La stessa indagine può portare ad esiti risibili e tragici allo stesso tempo. Non me ne voglia chi esercita i lavori che cito ma ragioniamo insieme sul “maestro”, termine con cui si indica una persona particolarmente abile e competente, come è il direttore d’orchestra, ma anche chi mandiamo ad insegnare alle scuole elementari. L’etimo in questo caso è “magister”, lo stesso di magistrato, derivato da “magis” e che indica qualcosa di superiore. Ricordato come oggi questi maestri siano bistrattati ed anzi debbano subire lezioni da arroganti che nulla sanno di nessun argomento, studenti compresi, come non ricordare che l’opposto di “magis” è “minus” e se dal primo è derivato, come già indicato, “magister”, dall’ultimo abbiamo “minister”, quindi ministro, servitore ed esecutore, proprio quello che sono (!) e fanno (!) coloro che abbiamo democraticamente eletto,in tutte le legislature da decenni. Credevamo fosse fisiologico che qualche incapace sfuggisse al vaglio del voto, oggi è il contrario, a intrufolarsi è qualche isolata persona di buone capacità e volontà mentre la regola è il perfetto contrario!
La crisi aguzza l’ingegno, se a scuola non ti insegnano un mestiere (ma non è sbagliato…) e se l’apprendistato non esiste più, non ti resta che inventarti un lavoro. Lo devi fare se sei giovane: chi vuoi che ti assuma, esperienze non ne hai e chi può dare importanza al tuo diploma di terza media, maturità, laurea breve o magistrale, master?

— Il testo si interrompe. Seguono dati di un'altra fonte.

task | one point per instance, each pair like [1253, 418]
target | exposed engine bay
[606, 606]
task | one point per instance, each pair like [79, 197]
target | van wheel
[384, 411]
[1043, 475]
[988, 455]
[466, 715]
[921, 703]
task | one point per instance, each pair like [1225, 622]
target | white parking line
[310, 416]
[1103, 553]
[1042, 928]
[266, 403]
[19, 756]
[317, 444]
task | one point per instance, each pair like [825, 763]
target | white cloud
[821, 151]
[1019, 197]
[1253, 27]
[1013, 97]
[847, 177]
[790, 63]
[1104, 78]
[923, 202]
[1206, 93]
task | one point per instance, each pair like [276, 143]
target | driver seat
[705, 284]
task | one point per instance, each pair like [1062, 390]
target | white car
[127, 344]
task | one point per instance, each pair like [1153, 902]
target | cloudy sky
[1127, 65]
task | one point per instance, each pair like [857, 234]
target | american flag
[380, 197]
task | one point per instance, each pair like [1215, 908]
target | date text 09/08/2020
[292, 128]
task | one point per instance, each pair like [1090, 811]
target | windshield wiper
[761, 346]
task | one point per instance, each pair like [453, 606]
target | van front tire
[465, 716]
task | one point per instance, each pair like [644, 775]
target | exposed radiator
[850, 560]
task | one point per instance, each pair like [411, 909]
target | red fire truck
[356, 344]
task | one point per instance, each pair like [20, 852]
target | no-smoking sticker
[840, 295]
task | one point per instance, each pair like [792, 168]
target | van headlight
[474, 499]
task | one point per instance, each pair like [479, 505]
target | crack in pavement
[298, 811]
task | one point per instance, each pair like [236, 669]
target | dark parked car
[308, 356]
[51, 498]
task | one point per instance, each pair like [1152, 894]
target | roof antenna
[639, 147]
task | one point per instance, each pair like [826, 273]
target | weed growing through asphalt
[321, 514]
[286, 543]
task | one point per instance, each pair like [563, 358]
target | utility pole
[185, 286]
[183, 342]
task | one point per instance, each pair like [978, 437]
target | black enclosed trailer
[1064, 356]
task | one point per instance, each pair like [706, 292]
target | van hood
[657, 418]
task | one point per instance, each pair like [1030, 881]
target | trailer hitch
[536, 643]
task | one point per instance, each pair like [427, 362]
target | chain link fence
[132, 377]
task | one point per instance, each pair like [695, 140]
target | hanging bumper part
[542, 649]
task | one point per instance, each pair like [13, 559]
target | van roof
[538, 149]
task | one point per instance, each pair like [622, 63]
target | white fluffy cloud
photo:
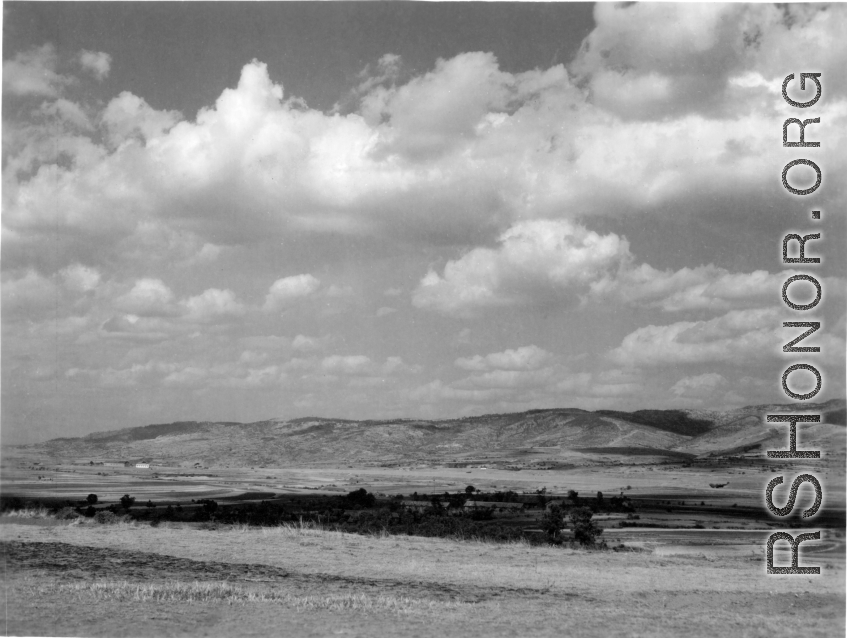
[213, 304]
[287, 290]
[148, 298]
[128, 116]
[97, 63]
[555, 257]
[34, 73]
[700, 386]
[738, 338]
[524, 358]
[690, 67]
[545, 261]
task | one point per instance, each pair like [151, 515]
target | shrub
[585, 531]
[552, 523]
[359, 499]
[105, 517]
[66, 514]
[209, 506]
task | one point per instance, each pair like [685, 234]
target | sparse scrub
[38, 511]
[106, 517]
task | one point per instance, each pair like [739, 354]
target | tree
[552, 523]
[360, 499]
[585, 531]
[209, 506]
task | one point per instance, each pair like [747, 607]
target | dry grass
[220, 592]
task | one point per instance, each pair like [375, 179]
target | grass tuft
[222, 592]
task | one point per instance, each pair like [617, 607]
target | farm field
[137, 580]
[685, 536]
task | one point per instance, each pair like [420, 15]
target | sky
[244, 211]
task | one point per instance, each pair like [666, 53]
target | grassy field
[136, 580]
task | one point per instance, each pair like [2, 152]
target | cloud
[700, 386]
[148, 298]
[524, 358]
[287, 290]
[213, 304]
[555, 257]
[81, 278]
[303, 343]
[350, 364]
[692, 67]
[128, 116]
[34, 73]
[96, 63]
[544, 262]
[738, 338]
[702, 287]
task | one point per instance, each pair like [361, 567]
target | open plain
[685, 552]
[137, 580]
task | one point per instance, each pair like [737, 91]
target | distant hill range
[565, 432]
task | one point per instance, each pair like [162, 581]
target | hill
[563, 432]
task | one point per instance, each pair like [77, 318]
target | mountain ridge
[559, 431]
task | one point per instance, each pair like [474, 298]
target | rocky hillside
[323, 440]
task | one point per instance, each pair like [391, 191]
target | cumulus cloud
[544, 261]
[81, 278]
[129, 116]
[213, 304]
[148, 298]
[461, 152]
[34, 73]
[739, 337]
[287, 290]
[691, 67]
[700, 386]
[556, 257]
[96, 62]
[524, 358]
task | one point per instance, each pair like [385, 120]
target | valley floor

Lo devi fare se sei stato espulso dal mondo del lavoro a cinquantanni: tu che pensavi di raccogliere i frutti di quarantanni di semina, e che non hai capito che non potrai più rientrare tra ciò che conosci e che hai vissuto (perché non c’è più!), anche se ti sembra di vederlo in televisione… Cambiare canale no? Vero, ciò che conta è solo l’avvenenza della giornalista, con buona pace delle femministe...
Lo devi fare se sei un lavoratore dipendente: come fai ad essere certo che l’azienda non chiuda, che il titolare non si stufi e se ne vada, come fanno tutti quelli che vogliono salvarsi?

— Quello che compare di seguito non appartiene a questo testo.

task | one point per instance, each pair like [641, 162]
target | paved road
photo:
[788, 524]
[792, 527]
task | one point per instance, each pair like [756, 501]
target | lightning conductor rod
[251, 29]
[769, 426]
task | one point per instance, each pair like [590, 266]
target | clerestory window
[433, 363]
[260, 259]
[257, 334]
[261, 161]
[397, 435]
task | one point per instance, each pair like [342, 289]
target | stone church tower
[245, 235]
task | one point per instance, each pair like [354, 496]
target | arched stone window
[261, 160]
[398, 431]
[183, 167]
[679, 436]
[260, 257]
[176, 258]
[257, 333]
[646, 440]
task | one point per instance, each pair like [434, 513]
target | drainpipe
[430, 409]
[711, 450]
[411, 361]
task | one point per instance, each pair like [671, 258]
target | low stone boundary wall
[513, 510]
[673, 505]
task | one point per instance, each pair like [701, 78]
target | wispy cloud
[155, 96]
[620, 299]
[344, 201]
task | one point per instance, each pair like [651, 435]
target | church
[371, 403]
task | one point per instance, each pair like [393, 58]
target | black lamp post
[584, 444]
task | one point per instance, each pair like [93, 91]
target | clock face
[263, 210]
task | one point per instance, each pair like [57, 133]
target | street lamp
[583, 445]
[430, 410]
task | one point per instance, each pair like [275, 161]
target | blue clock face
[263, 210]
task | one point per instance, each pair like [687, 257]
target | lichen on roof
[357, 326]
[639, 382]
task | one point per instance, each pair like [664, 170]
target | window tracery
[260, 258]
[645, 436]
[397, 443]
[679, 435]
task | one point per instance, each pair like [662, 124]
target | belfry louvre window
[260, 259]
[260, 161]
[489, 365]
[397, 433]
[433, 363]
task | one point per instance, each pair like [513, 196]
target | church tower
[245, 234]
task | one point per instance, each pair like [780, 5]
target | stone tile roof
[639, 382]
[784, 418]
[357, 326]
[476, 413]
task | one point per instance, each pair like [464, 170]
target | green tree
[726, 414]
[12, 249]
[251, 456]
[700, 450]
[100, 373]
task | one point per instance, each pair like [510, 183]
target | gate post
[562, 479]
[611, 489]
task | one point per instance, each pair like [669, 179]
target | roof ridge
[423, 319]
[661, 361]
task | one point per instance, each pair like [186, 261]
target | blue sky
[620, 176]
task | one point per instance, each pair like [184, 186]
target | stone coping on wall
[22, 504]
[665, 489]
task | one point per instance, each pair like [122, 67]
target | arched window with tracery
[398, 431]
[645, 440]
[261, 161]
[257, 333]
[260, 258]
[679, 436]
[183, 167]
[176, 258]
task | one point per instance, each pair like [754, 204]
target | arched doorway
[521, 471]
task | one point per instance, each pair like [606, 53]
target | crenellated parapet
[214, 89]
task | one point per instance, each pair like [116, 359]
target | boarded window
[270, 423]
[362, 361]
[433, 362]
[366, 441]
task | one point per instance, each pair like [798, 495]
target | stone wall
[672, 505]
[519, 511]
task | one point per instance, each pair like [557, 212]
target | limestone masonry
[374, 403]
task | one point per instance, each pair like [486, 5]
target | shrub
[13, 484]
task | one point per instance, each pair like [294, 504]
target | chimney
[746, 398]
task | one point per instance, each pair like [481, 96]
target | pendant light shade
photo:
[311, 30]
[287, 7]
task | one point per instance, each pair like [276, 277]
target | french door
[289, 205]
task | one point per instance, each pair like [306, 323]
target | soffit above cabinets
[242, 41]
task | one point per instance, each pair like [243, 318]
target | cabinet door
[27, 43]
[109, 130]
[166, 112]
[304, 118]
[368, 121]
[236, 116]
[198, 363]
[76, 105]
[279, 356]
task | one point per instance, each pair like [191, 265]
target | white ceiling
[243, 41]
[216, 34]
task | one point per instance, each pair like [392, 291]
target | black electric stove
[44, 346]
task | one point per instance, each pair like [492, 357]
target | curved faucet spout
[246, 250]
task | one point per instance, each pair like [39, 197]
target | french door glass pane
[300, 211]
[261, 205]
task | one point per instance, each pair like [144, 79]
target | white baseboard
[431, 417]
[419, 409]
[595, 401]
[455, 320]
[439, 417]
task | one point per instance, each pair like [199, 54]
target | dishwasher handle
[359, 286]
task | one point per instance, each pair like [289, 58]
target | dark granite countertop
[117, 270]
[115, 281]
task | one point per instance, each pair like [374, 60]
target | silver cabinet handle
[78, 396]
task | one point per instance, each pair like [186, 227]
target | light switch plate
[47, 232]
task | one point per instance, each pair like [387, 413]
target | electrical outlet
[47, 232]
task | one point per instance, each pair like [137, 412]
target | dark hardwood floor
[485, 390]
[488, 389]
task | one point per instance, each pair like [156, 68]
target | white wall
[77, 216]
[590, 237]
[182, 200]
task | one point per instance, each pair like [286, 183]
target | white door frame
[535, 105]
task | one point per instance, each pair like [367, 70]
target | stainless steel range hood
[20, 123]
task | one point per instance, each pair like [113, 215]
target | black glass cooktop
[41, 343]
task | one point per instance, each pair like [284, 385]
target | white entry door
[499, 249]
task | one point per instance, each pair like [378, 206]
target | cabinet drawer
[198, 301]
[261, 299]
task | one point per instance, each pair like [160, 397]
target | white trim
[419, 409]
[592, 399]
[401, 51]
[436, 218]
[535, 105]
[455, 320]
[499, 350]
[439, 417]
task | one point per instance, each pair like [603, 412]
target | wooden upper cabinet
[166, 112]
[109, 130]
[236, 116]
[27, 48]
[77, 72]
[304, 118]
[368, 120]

Lo devi fare se sei uno statale: ormai gli stipendi non sono del tutto sicuri nemmeno lì (ed il prezzo pagato per questa sicurezza non è troppo alto?)!
Lo devi fare se sei un lavoratore autonomo, visto che è altamente probabile che domani o dopodomani ti facciano chiudere, e che probabilmente non hai capito che i tuoi conti non tornano e non potranno tornare… Chi conosce davvero come va la propria attività? Se oggi, in cui tutti parlano di soldi e fanno i confronti (mitico il rapporto qualità/prezzo...), non sappiamo nemmeno cosa costa lo spostarsi in automobile e men che meno le spese correnti di casa, la risposta è: nessuno! Lo devi fare se sei un pensionato: visto che il tuo reddito è comunque a rischio, si parla del 2030 come anno del default, mancano perfino sei anni, non molti, direi…. Ma che cosa possiamo fare? Le competenze sono quelle che sono, le esperienze anche, non è semplice.
Ecco quindi il consiglio finale, anzi il coniglio (animale dall’ironia sconosciuta e dal sarcasmo incommensurabile) che esce dal cappello. Forse faremo fatica a sbarcare il lunario ma -senza alcun dubbio- applicando l’atteggiamento indicato contribuiremo allo sviluppo della nostra società, consentendoci di elaborare pensieri che comprendono il modo di fare e concepire concetti che nulla hanno più a che vedere con tutto ciò che ritenevamo sensato fino a ieri. Mi sembra perfino di sentire in lontananza la voce del più noto simil-roditore, che, ovviamente sgranocchiando la carota di ordinanza, ci chiede: “che ti succede amico?”